As libertarians attempt to persuade others
of their position, they encounter an interesting paradox. On the one hand, the
libertarian message is simple. It involves moral premises and intuitions that
in principle are shared by virtually everyone, including children. Do not hurt
anyone. Do not steal from anyone. Mind your own business.
A child
will say, “I had it first.” There is an intuitive sense according to which the
first user of a previously unowned good holds moral priority over latecomers.
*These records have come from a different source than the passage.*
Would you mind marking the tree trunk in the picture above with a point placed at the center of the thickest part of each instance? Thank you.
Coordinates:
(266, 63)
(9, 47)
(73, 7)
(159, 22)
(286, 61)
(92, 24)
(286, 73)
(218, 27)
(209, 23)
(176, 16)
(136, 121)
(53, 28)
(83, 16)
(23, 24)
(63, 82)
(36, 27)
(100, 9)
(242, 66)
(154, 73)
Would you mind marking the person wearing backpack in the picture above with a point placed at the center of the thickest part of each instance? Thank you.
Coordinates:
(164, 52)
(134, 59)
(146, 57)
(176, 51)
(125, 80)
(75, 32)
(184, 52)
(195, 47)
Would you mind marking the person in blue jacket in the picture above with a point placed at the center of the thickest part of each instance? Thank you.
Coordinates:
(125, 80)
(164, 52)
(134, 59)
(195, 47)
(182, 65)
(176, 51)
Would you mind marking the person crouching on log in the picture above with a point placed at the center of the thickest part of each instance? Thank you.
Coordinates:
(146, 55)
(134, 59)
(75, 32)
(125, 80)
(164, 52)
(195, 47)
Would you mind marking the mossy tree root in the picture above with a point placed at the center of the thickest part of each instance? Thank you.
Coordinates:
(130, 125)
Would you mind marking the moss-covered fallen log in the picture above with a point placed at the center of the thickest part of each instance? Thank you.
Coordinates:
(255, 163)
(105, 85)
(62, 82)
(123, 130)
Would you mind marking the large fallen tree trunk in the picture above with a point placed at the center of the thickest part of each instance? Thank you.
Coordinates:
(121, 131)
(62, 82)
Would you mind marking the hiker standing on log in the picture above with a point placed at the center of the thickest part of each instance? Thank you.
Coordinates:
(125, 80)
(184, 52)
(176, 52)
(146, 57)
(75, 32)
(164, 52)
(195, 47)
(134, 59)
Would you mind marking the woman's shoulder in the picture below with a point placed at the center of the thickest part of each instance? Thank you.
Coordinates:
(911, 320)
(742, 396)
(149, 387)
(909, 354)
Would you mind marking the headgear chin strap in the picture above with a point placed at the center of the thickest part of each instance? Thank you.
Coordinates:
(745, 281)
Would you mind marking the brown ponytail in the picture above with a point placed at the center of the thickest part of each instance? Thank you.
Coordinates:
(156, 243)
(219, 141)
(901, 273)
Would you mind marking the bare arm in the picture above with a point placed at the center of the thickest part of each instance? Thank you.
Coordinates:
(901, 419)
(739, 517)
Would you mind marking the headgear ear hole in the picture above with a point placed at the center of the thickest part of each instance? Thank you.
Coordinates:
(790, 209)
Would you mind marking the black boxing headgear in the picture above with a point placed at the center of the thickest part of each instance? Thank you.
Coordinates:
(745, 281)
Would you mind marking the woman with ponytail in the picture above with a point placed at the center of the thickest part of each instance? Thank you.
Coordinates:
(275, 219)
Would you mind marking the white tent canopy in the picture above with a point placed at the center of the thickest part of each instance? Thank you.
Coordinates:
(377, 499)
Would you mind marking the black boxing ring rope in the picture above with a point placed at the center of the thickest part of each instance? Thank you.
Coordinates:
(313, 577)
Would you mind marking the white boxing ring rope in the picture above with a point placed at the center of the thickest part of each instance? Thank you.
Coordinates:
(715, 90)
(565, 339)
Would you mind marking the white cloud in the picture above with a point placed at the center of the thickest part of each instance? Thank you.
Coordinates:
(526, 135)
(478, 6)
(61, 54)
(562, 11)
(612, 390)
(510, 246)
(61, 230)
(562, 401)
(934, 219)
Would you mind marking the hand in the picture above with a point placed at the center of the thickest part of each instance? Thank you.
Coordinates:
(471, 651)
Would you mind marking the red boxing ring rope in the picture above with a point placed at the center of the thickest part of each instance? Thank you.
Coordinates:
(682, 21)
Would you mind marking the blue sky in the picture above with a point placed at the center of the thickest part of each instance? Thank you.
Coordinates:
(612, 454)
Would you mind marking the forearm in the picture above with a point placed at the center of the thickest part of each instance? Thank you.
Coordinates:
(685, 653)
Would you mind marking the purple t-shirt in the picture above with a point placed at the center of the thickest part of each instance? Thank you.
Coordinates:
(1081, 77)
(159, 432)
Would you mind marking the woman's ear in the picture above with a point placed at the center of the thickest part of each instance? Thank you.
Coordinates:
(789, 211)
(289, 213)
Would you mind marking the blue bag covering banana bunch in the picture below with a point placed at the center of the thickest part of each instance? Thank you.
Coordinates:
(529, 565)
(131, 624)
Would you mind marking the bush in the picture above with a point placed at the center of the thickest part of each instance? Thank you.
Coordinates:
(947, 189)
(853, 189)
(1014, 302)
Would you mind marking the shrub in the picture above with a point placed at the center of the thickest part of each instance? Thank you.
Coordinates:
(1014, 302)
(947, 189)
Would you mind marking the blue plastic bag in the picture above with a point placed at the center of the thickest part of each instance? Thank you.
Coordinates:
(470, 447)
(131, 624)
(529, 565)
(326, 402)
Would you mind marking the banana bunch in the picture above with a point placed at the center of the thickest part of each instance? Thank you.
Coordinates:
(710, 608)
This, too, is a central aspect of libertarian theory.
Following
Locke, Murray Rothbard, and other libertarian philosophers sought to establish
a morally and philosophically defensible account of how property comes to be
owned. Locke held the goods of the earth to have been owned in common at the
beginning, while Rothbard more plausibly held all goods to have been initially
unowned, but this difference does not affect their analysis. Locke is looking
to justify how someone may remove a good from common ownership for his
individual use, and Rothbard is interested in how someone may take an unowned
good and claim it for his individual use.
Locke’s
answer will be familiar. He noted, first of all, that “every man has a property
in his own person.” By extension, everyone justly holds as his own property
those goods with which he has mixed his labor. Cultivating land, picking an
apple — whatever the case may be, we say that the first person to homestead
property that had previously sat in the state of nature without an individual
owner could call himself its owner.
Once a
good that was previously in the state of nature has been homesteaded, its owner
need not continue to work on or transform it in order to maintain his ownership
title. Once the initial homesteading process has taken place, future owners can
acquire the property not by mixing their labor with it — which at this point
would be trespassing — but by purchasing it or receiving it as a gift from the
legitimate owner.
As I’ve
said, we sense intuitively the justice at the heart of this rule. If the
individual does not own himself, then what other human being does? If the individual
who transforms some good that previously lacked specific ownership title does
not have a right to that good, then what other person should?
In
addition to being just, this rule also minimizes conflict. It is a rule
everyone can understand, based on a principle that applies to all people
equally. It does not say that only members of a particular race or level of
intelligence may own property. And it is a rule that definitively stakes out
ownership claims in ways that anyone can grasp, and which will keep disputes to
a minimum.
Alternatives
to this first user, first homesteader principle are few and unhelpful. If not
the first user, then who? The fourth user? The twelfth user? But if only the
fourth or twelfth user is the rightful owner, then only the fourth or twelfth
user has the right to do anything with the good. That is what ownership is: the
ability to dispose of a good however one wishes, provided that in doing so the
owner does not harm anyone else. Assigning property title through a method like
verbal declaration, say, would do nothing to minimize conflict; people would
shout vainly at each other, each claiming ownership of the good in question,
and peaceful resolution of the resulting conflict seems impossible.
These
principles are easy to grasp, and as I’ve said, they involve moral insights
which practically everyone claims to share.
And
here is the libertarian paradox. Libertarians begin with these basic, commonly
shared principles, and seek only to apply them consistently and equally to all
people. But even though people claim to support these principles, and even
though most people claim to believe in equality — which is what the libertarian
is upholding by applying moral principles to everyone without exception — the
libertarian message suddenly becomes extreme, unreasonable, and unacceptable.
Why is
it so difficult to persuade people of what they implicitly believe already?
The
reason is not difficult to find. Most people inherit an intellectual
schizophrenia from the state that educates them, the media that amuses them,
and the intellectuals who propagandize them.
This is
what Murray Rothbard was driving at when he described the relationship between
the state and the intellectuals. “The ruling elite,” he wrote,
whether
it be the monarchs of yore or the Communist parties of today, are in desperate
need of intellectual elites to weave apologias for
state power. The state rules by divine edict; the state insures the common good
or the general welfare; the state protects us from the bad guys over the
mountain; the state guarantees full employment; the state activates the
multiplier effect; the state insures social justice, and on and on. The apologias differ
over the centuries; the effect is always the same.